Sunday, August 16, 2015

The Delta

The camera and I headed out the other weekend for a drive through the Arkansas Delta. It was a hot summer day, but thankfully not as humid as it can be here in August. Last year I did a similar drive through east Arkansas, and the humidity was so thick that the camera lens would fog up every time I got out of the car.

I drove east out of Little Rock, passing by miles and miles of farms and fields and an occasional swamp. One of the first small towns I drove through was England (population around 3,000). This is an agriculture town, and it contains a good collection of interesting old buildings.


Further down the road was this old cotton gin (I think?), in the small community of Coy.
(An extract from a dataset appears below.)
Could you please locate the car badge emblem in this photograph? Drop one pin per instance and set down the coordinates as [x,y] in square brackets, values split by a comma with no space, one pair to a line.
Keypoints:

Next stop was the town of Stuttgart, which bills itself as the "Rice and Duck Capitol of The World." Stuttgart is the home of Riceland Foods, which is the world's largest miller of rice. The town is dominated by several large rice elevators, which looks like skyscrapers when seen from the distance.
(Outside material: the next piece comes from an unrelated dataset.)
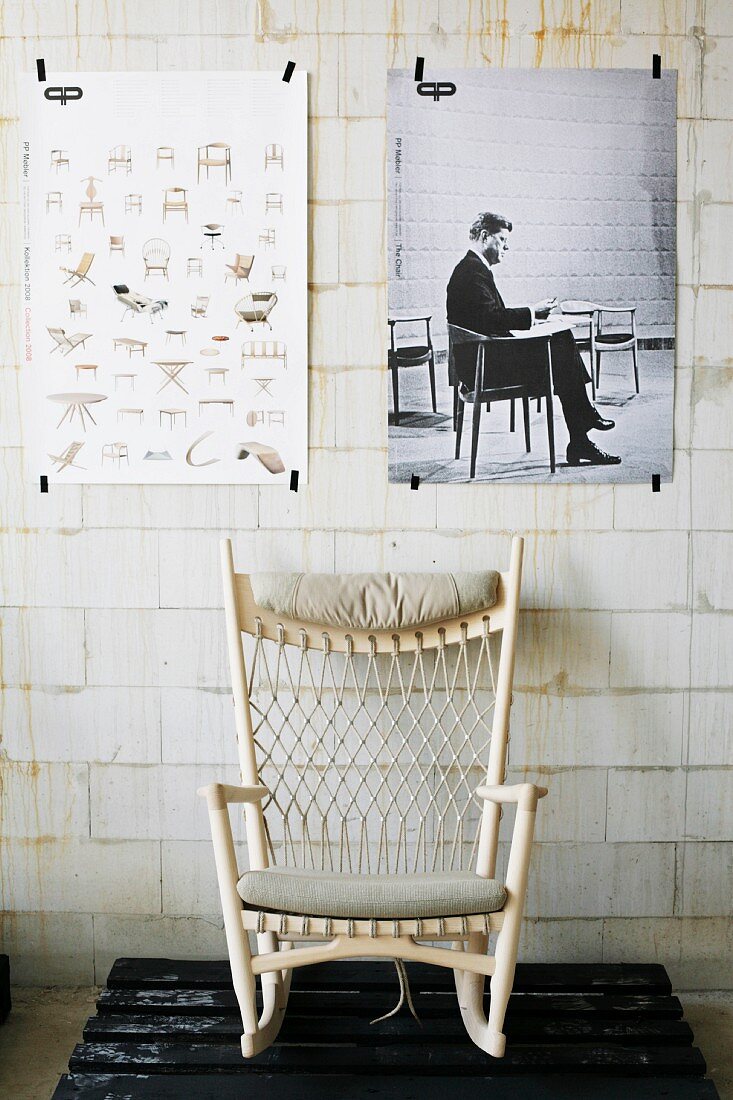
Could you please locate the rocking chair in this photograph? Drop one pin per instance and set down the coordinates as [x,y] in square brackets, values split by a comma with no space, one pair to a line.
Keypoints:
[369,717]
Stuttgart is also home to the Museum of the Arkansas Grand Prairie, which features a few recreations of buildings from the earliest days of the city. This church is supposed to be similar to ones used by the towns German settlers.
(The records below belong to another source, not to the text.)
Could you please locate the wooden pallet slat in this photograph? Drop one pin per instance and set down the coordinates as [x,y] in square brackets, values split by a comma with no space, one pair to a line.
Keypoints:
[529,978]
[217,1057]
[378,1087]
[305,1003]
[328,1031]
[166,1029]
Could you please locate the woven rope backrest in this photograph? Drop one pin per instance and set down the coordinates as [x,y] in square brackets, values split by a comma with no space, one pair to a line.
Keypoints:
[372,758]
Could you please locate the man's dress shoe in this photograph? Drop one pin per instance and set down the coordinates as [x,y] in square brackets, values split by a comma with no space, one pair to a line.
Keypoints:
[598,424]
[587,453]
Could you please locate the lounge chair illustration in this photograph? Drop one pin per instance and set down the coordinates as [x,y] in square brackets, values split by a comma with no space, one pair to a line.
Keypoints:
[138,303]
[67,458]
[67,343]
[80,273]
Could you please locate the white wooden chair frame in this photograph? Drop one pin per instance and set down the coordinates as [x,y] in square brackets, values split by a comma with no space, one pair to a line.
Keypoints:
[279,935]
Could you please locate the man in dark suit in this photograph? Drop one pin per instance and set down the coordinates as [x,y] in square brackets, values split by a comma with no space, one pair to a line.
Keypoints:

South of Stuttgart I saw this farm building standing tall in the middle of dusty field. I turned onto a bumpy dirt road to try to get closer, and maybe take a few pictures. I'm not sure what this is, or what is does. But it really stood out in the miles of flat farmland.


The next stop on the Delta tour was Helena-West Helena. The conglomeration of Helena-West Helena is fairly new, the two cities combined in 2006. But they are both old towns. Helena was founded in 1833 as a port on the Mississippi River. It was a major steamboat stop, due to its location between Memphis and Vicksburg. West Helena was established in 1917, and was home to the more industrialized part of the city. Helena became famous for the Blues, being home to one of the first radio stations to play blues music. It's now home to the King Biscuit Blues Festival, one of the largest in the country.

But like most cities in the Delta, Helena and West Helena were stung by population loss and economic stagnation. Downtown Helena is proof of that, with several abandoned buildings sitting along empty streets.







Several buildings have collapsed, but you can tell that there has been a lot of effort to revitalize Main Street. Hopefully they can turn things around here, it's a shame to see old downtowns fading away.

Along the way back home, I stopped by the Dagmar Wildlife Management Area. I got there right after sunset, and took a few pictures at Hickson Lake. I stayed out there long enough to be dinner for several mosquitoes, and then headed back home.